他家圆圆,正以一个极其高难度的姿势,撅著屁股,小脸涨得通红,舌头……结结实实地粘在冰冷的大铁门上。
眼泪鼻涕糊了一脸,哭得上气不接下气。
“呜……小苏苏……救……救窝……”
顾予看著那粘在铁门上的粉嫩小舌头,再看看哭得快要抽过去的小傢伙,脑子里一片空白。
这……这可咋整?
紧隨其后的是踉踉蹌蹌跑出来的陈今安。
“圆圆!”
陈今安看到儿子这副模样,就要把孩子抱起来。
一道急喝,从他身后传来。“別动他。”
是宋时在狐狸的搀扶下到了。
宋时看著哭得直打嗝的小傢伙,心疼得揪紧。
但是作为现场唯一一个,干过这件蠢事的有经验的人,强行让自己冷静下来。
“陈博士,扶著他,別让他乱动,千万別硬扯。”
“小予。”
“去端一碗温水过来。”
陈今安依言,小心翼翼地扶住儿子还在抽噎的身体。“圆圆,別怕,爸爸们都在……”
宋时放柔了声音,俯下身,视线与圆圆齐平。
“圆圆,听话,不哭了。”
“看著爸爸的嘴。”
宋时张开嘴,对著冰冷的铁门,哈出一团白色的雾气。
“像这样,哈气,对著铁门哈气,让它变暖和。”
圆圆抽抽搭搭地看著,学著宋时的样子,鼓起腮帮子。
“呼……呼……”
温热的气息,一次次拂过冰冷的铁艺门。
顾予端著一碗水,又像一阵风似的颳了回来,稳稳地停在宋时身边。
“哥,水来了。”
“扶好他。”
宋时接过碗,用手指试了试水温,正好。
他將温水,顺著铁门和舌头粘连的地方,一点一点,极有耐心地,缓缓地往下浇。
粘住的舌头,终於鬆动了。
“爸爸看看。”宋时让圆圆张开嘴。
还好,只是有点红,没有破皮出血。
回到屋里。“圆圆,告诉爸爸,为什么要舔铁门?”
陈今安后怕过后,开始追究原因。
圆圆窝在陈今安怀里,惊魂未定。
“二狗子……他舔了,嘴巴就红红的,肿了。”
小傢伙说著,又把视线转向宋时和顾予,那双清澈的大眼睛里,充满了纯粹的好奇与困惑。
“就跟爸爸和小叔叔早上一样。”
“嘴巴都红红的,还破了皮。”
空气,瞬间凝固。
“我就想尝尝……”
“铁门……是不是甜的?”
“为什么?大人和小孩子都喜欢舔?”
话音落下。
院子里,陷入了一片死一般的寂静。
宋时……
顾予……
狐狸……
陈今安看看宋时嘴角那个还没完全癒合的小口子,又看看已经恢復了的顾予,再看看自己儿子。

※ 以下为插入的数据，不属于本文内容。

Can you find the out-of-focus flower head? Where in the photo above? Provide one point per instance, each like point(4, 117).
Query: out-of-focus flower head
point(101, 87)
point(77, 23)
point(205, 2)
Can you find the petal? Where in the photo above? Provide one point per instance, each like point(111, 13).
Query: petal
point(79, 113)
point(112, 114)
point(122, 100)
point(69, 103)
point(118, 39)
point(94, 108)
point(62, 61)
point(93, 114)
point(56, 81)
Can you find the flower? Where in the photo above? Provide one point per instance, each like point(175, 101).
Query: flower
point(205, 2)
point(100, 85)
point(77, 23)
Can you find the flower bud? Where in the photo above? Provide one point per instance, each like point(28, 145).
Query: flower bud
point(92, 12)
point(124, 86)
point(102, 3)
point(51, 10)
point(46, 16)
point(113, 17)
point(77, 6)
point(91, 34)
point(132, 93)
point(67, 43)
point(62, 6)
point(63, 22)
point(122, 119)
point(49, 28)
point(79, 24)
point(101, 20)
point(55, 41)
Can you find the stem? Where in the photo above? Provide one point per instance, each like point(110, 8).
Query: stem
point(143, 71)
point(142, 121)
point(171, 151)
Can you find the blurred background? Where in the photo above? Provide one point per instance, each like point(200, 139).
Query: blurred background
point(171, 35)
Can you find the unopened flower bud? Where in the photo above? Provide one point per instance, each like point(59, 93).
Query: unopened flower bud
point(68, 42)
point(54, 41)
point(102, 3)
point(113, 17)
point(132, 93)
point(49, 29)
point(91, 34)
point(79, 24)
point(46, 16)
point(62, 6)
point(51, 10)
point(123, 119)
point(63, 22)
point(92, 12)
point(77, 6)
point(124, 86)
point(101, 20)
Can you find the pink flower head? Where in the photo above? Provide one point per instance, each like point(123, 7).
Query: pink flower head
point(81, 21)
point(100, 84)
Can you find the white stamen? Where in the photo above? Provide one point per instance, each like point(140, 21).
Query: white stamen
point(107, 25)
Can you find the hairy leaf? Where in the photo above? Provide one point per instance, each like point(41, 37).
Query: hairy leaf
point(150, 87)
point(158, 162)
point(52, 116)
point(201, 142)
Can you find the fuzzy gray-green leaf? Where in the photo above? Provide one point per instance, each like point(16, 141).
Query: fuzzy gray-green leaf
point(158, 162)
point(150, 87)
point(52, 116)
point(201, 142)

一个匪夷所思的等式,在他这位大科学家的脑海里,缓缓形成。
嘴唇红肿破皮=舔铁门
所以……
宋队长和顾予同志早上……偷偷舔铁门了?
为什么?
难道……铁门里,含有某种他们身体必需的,但又羞於启齿的微量元素?
宋时坐在轮椅里,面无表情,耳朵却以一种肉眼可见的速度,开始变红……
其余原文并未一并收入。